OpenNMT torch vs OpenNMT-tf

Hi, everyone. I wonder if someone did some comparison of both frameworks, OpenNMT torch and OpenNMT-tf. I did some experiments and results are surprising, because I get about 20 points of difference between them. The task is about grammatical error corrections so I basically check if corrected sentence (hypothesis) is the same as target sentence. My metric is the % of identic sentences over a total number of sentences. I get a much better score in torch using BPE, and the following configuration:
-rnn_size 128
-encoder_type rnn
-rnn_type LSTM
-end_epoch 60
-max_batch_size 50
-save_model ${folder}/models/
-layers 2
-dropout 0.3
-optim adam
-learning_rate 0.0002
-learning_rate_decay 1.0
-src_word_vec_size 128
-tgt_word_vec_size 128 \

than using OpenNMT-tf with BPE (I tried different models as NMT-medium, transformer with their default parameters, only varying updates number).

Has anyone done similar experiments comparing both backends?

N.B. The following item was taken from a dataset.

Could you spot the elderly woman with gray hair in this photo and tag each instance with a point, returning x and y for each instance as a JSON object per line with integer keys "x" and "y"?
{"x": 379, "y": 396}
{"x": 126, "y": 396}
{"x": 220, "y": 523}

Hi Suzanna, I’m planning to do “scientific” comparisons like you but at present am doing human evaluations as I know the two languages involved. What I can see is that OpenNMT-tf is producing much more natural-sounding, fluent translations than the Torch (Lua) based toolkit which I have been using for production. When I do a scientific comparison I will post the results as this topic interests me.